Histological features should always be interpreted in conjunction with clinical data in a multidisciplinary setting. Myeloid bodies, indeed, are not an uncommon as ultrastructural finding in kidney biopsies, and they can also be found in patients without clinical evidence of AFD [22, 23]. Therefore, further work-up is necessary to exclude drug- induced phospholipidosis (DIP), toxins, and other inherited diseases such as Nail Patella Syndrome or Niemann-Pick disease [24]. Despite overlapping histological features, distinguishing between AFD and these other conditions is possible. In non-AFD kidney biopsies, myeloid bodies are focal and predominantly localized within podocytes. Furthermore, the inclusions tend to be smaller, scattered, and may completely resolve upon withdrawal of the inciting agent. In contrast, AFD kidney biopsies exhibit permanent lamellar inclusions, generally known as Zebra bodies, present in at least two distinct cell types: podocytes, parietal cells, distal tubular epithelium, and endothelial cells [24]. To better differentiate between these two entities, we propose that Zebra bodies should be considered highly diagnostic of AFD, whereas the presence of nonspecific Myeloid bodies requires further context to assess their clinical relevance.

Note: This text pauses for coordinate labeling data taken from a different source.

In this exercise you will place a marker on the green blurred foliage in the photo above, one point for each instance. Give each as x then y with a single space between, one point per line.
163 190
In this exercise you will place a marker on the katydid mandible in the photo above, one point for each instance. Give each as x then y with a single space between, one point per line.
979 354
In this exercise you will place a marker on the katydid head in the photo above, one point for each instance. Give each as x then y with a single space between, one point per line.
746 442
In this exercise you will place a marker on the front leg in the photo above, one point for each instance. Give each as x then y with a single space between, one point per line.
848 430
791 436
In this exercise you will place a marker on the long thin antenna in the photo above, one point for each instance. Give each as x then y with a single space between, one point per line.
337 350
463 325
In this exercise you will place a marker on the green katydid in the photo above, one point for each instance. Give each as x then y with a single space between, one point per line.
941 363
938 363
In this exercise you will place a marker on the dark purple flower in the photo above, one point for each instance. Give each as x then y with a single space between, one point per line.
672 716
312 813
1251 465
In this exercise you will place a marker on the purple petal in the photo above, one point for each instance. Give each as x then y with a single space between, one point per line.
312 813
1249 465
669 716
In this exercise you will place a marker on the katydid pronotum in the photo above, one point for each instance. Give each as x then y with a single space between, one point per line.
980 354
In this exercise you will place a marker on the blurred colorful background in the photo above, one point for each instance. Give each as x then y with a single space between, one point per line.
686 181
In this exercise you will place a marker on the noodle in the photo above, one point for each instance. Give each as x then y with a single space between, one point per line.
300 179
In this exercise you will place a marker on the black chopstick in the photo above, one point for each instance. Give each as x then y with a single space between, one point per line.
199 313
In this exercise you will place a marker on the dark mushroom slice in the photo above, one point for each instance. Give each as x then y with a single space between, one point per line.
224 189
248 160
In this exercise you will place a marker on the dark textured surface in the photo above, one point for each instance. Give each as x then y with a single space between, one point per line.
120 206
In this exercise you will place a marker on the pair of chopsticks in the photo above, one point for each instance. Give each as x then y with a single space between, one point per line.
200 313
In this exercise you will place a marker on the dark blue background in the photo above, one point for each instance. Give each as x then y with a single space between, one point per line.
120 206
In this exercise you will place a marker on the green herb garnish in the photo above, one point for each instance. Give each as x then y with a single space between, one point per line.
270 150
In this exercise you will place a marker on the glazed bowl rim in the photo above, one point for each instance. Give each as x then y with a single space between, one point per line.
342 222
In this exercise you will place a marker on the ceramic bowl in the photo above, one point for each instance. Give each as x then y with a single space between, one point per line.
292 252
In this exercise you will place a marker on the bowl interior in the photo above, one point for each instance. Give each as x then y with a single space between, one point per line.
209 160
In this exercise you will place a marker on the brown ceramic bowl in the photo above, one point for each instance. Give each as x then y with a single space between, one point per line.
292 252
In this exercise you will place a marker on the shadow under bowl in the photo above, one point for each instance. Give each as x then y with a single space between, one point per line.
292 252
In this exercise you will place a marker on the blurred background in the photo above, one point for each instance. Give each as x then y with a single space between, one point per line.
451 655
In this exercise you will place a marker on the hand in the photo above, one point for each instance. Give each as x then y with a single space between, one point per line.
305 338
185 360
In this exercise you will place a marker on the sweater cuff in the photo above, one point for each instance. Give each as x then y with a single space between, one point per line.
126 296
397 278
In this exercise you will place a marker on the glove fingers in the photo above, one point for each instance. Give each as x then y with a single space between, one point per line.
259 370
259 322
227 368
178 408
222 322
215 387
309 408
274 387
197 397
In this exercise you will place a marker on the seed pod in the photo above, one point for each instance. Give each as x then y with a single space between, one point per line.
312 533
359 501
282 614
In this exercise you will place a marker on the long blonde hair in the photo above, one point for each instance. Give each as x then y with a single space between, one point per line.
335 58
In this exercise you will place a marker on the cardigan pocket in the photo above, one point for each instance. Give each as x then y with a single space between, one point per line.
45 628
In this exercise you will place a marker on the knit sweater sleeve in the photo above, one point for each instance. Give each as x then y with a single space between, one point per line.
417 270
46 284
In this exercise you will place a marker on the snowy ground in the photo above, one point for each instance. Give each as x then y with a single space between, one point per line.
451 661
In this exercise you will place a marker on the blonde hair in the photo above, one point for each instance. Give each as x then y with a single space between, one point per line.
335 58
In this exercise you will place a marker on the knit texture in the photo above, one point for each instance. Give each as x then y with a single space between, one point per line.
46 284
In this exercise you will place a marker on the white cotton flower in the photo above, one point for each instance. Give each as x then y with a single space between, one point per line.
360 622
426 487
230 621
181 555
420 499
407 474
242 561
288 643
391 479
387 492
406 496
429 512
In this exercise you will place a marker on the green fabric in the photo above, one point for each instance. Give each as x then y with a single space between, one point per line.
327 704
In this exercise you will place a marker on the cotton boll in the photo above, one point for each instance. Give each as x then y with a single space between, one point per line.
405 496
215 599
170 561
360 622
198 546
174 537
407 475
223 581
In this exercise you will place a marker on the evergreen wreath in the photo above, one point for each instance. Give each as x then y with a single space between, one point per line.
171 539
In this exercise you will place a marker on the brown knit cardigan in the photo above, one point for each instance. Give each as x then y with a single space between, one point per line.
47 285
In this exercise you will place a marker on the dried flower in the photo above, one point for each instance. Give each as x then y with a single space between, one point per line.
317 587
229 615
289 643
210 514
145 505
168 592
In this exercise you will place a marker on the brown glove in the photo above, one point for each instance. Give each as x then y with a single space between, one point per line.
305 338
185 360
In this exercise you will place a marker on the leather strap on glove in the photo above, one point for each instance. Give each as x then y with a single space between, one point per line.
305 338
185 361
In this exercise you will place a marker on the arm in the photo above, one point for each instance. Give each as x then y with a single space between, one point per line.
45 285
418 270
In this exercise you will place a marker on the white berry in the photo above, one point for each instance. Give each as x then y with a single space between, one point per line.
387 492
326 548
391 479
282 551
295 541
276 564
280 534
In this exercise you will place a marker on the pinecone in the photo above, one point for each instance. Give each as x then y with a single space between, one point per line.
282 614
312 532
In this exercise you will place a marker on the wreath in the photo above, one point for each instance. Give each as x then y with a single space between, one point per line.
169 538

This analysis confirms the importance of a histological evaluation conducted by expert pathologists, in collaboration with clinical teams, to accurately characterize the nature of deposits and resolve diagnostic dilemmas. In rare diseases like AFD, an integrated, multidisciplinary approach is crucial for achieving an accurate diagnosis and avoiding misdiagnosis or delays. Podocyte vacuolization and intracellular lamellar inclusions observed on electron microscopy, in the context of other characteristic features, may confirm the diagnosis of this lysosomal storage disorder, but they can also be secondary to other conditions. Following these considerations, the essential role of histological evaluation clearly comes into light as both a decisive tool and a potential source of diagnostic confusion in the complex clinical setting of AFD. Prompt recognition of these challenges and the implementation of a comprehensive evaluation will help ensure optimal patient outcomes.